Not many people saw The Big Bang Theory coming. It was dismissed as a show about nerds when it premiered nine years and several billion dollars ago. It wasn’t an instant smash hit; people had to find it and come ’round to it.
CBC can only hope to have a fraction of Big Bang‘s success with Kim’s Convenience, a new made-in-Toronto sitcom premiering with back-to-back episodes Tuesday at 9 p.m.
Based on Ins Choi’s hit play, the series centers on the Kims, a Korean-Canadian family running a convenience store in Toronto’s Regent Park. It stars Paul Sun-Hyung Lee as authoritative patriarch Appa, Jean Yoon as his skittish wife,Umma, Simu Liu as their estranged son Jung, Andrea Bang as college-age daughter Janet, Andrew Phung as Jung’s friend/fellow car rental employee Kimchee and Nicole Power as neurotic car mart manager Shannon.

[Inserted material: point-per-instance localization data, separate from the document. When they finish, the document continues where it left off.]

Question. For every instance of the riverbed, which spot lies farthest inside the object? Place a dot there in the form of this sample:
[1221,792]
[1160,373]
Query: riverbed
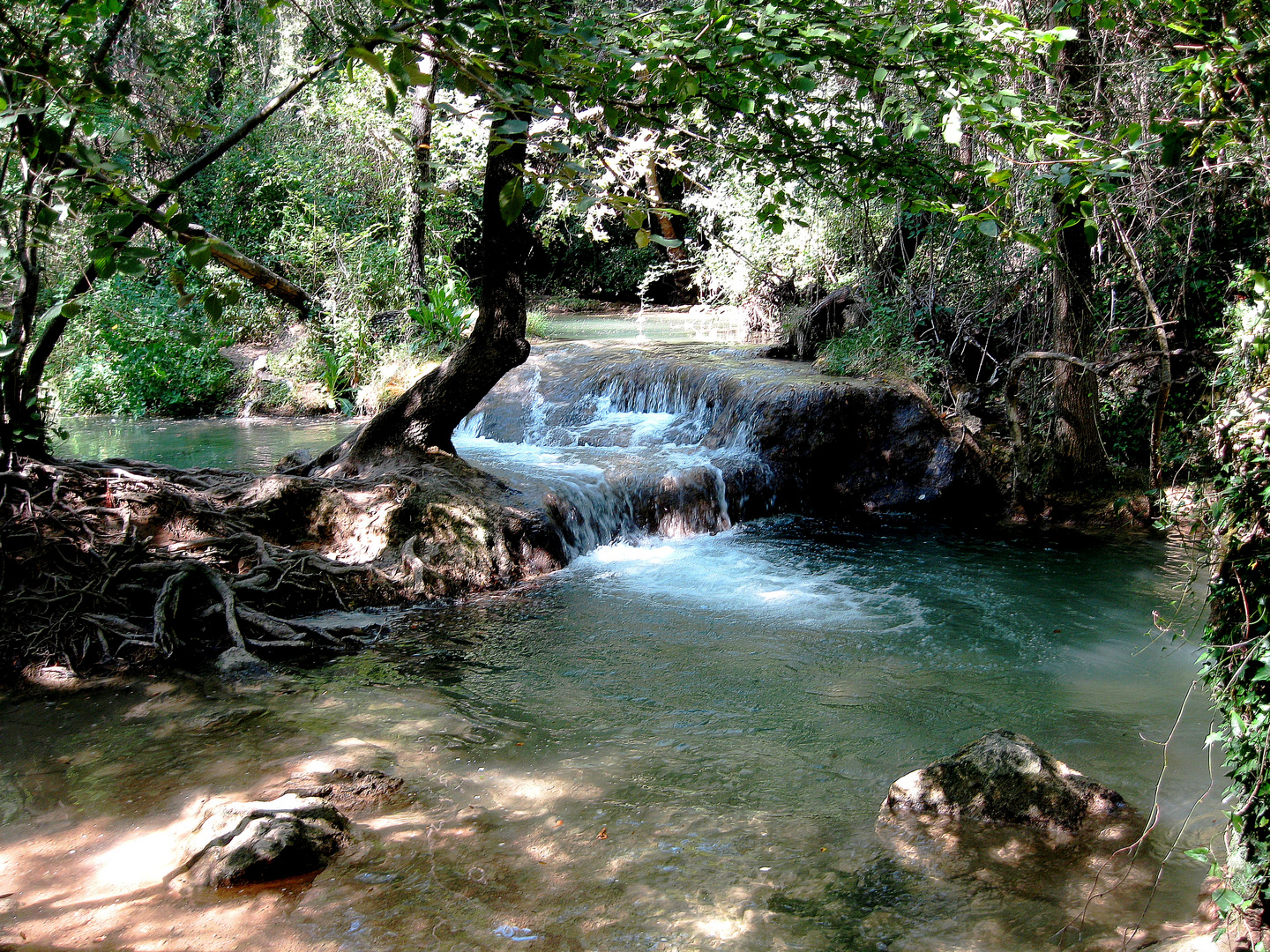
[677,743]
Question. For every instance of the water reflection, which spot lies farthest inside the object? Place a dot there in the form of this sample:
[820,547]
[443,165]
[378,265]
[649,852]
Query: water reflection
[671,746]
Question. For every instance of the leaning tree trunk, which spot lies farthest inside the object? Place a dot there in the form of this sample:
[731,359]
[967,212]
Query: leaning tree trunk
[426,415]
[1079,453]
[421,182]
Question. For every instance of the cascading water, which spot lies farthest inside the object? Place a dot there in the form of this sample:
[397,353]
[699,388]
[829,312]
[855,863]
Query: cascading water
[609,457]
[673,744]
[623,439]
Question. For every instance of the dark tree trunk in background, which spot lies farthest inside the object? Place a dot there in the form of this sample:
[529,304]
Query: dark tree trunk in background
[897,253]
[1079,453]
[426,415]
[421,179]
[683,291]
[224,26]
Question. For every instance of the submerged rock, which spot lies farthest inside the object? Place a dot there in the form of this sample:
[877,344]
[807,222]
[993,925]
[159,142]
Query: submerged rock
[239,663]
[258,842]
[1004,777]
[349,790]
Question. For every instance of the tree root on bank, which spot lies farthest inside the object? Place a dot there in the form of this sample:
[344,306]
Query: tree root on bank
[92,574]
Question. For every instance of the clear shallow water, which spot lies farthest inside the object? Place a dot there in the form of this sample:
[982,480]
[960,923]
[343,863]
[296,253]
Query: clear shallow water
[728,711]
[254,443]
[676,743]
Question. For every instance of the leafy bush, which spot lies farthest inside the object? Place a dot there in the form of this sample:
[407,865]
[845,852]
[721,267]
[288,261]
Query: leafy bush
[883,346]
[441,319]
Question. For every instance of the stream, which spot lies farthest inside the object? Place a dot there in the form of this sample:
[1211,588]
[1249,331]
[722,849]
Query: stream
[680,741]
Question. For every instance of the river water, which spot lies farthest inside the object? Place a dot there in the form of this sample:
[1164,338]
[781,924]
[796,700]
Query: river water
[676,743]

Sun-Hyung Lee is the Kim daddy here, stepping effortlessly into Appa’s shoes. The veteran actor has worn this part for years on stage and the head-start shows. He is the simmering boss behind the counter at the neighbourhood convenience store, passing judgement with raised eyebrows while the locals line up for energy drinks and lottery tickets. He is the Korean King of Kensington, 40 years later.
The folks behind the scenes raise expectations for this series. No programmer on either side of the border has had the career Ivan Fecan has enjoyed. He left his mark as an innovator at City and CBC and turned CTV into North America’s most dominant network. As an executive producer (representing Thunderbird), he is back in the content business and fully hands-on.
Creator/writer Choi has nurtured his baby through various stage incarnations and — as evidenced on my day on the set — bird-dogged the dialogue in this series version, making sure nothing sounds the slightest bit chop-socky.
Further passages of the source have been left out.